Un ringraziamento e un grido dai #vicoli della vita
#Ringrazio tutte e tutti, amici della storia e della memoria.
Dai miei anni Sessanta — correvano anni dal mio nascere, il 1954 — ho visto che la storia non era diversa da oggi. Ho scritto per bisogno: per dare ordine alla mia vita e alla memoria. Ho tentato di trasformare in #dono una fanciullezza segnata dal dolore e dalle esperienze che il “secolo breve” ci ha fatto vivere, esperienze che oggi ritornano come una traccia totale.
Da folle lucido ho parlato di “#ODINA”: una base azotata che, con Timina, Guanina, Citosina nel DNA e Uracile nell’mRNA, ha fatto — e fa ancora — la storia. Sto cercando la base azotata “#AMORINA”, ma pare che non esista: eppure le mutazioni ci sono, basta guardare dove siamo.
Abbiamo dato mandato a ciarlatani e #fuffosi di raccontarci il tempo, ma il tempo chiede risposte. Ho sbagliato traiettoria: droni e missili sono caduti in Polonia, dimenticando la Grande Guerra, la Serbia, Sarajevo. Correva l’anno 1915, o 1918… eppure troviamo ancora colori.
Sono #disilluso anche da chi oggi nega il valore della memoria, come chi rifiuta di considerare l’Olocausto mentre Gaza brucia. Eppure, se muoiono 25.000 figli e nipoti di uomini e donne che hanno scelto l’“Amorina” e non l’“Odina”, dobbiamo domandarci se diventeremo mai #seri.

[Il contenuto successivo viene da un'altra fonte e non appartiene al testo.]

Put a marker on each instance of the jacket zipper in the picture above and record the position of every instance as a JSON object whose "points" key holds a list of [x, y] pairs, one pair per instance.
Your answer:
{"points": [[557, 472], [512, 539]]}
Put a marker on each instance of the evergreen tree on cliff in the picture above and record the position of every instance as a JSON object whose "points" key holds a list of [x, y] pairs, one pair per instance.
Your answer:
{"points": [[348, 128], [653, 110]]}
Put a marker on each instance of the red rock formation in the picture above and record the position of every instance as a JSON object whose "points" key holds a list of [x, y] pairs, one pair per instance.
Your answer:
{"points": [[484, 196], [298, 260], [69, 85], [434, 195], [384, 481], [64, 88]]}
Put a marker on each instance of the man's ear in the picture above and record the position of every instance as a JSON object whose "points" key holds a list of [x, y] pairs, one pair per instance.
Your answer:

Un’Europa che parla di armamenti e rivede maggioranze per decidere la pace… Un “Asperger funzionale”, con tutte le sue lauree e i suoi soldi, che afferma che il male è “a sinistra”: ma quale sinistra? Forse è il fiume di Hermann Hesse.
Ecco perché, allo stretto giro di sabato, vi ringrazio. Chi non verrà avrà una logica ed umana motivazione: il tempo della propria vita ha valore assoluto, e ne prendo atto. Ma sono convinto che donne e uomini lontani sapranno comunque lavorare per la pace.

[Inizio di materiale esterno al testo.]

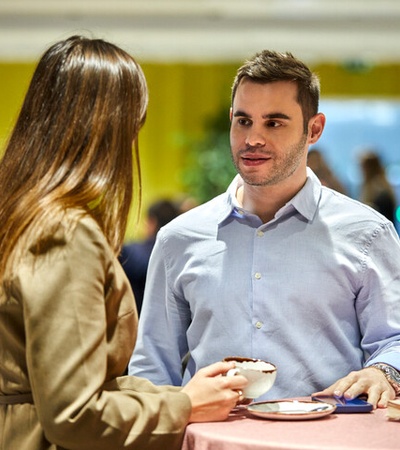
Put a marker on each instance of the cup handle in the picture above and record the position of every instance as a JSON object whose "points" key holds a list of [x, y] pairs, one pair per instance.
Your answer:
{"points": [[232, 372]]}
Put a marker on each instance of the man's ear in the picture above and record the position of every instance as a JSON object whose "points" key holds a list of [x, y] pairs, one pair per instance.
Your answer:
{"points": [[316, 127]]}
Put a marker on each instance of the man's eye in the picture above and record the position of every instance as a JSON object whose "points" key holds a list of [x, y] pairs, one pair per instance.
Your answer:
{"points": [[273, 124]]}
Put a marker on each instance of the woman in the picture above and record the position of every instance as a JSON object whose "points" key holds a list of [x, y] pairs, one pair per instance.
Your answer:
{"points": [[67, 314], [376, 191]]}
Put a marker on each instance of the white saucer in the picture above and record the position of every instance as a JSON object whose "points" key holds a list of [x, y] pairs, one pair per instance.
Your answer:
{"points": [[290, 409]]}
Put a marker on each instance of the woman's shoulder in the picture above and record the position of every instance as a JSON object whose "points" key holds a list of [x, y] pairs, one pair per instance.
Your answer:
{"points": [[63, 229]]}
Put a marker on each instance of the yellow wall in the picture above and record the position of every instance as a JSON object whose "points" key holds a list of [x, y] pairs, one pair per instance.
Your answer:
{"points": [[182, 97]]}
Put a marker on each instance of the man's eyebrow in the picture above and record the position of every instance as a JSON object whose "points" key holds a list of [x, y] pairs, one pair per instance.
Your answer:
{"points": [[276, 115]]}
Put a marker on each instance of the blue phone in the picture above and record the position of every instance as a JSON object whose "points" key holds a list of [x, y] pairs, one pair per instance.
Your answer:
{"points": [[343, 405]]}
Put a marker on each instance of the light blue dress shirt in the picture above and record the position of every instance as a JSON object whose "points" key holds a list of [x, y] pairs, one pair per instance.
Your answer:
{"points": [[315, 291]]}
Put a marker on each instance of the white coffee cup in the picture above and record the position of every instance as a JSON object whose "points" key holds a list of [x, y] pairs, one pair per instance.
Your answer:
{"points": [[260, 374]]}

Ringrazio i #tanti — o i #pochi — che saranno con me. Io ci ho provato: e finché le mie claudicanti gambe me lo consentono, mi vedrete tra i vicoli della vita a gridare ancora, da “#munchiano”: PACE.
E se non potrò più scendere, questa #nera tastiera resterà la mia voce.
Una voce arricchita dalla presenza dei miei giovani: ringrazio per primi loro, i ragazzi- i professori come #Paolo e #Gennaro professori mie alunni, professori del vicolo , professori della mia crescita con loro i ragazzi allievi , artefici del mio cambiamento. Da #monello difficile, complesso e anche gioioso di una famiglia, ho imparato — anche grazie alla mia diversità — la lezione più alta del mio mentore e padre:
“#Studia, e non sarai mai #zoppo.”
Shalom. Vi attendiamo o vi salutiamo. Oggi, giovedì, vi ringraziamo.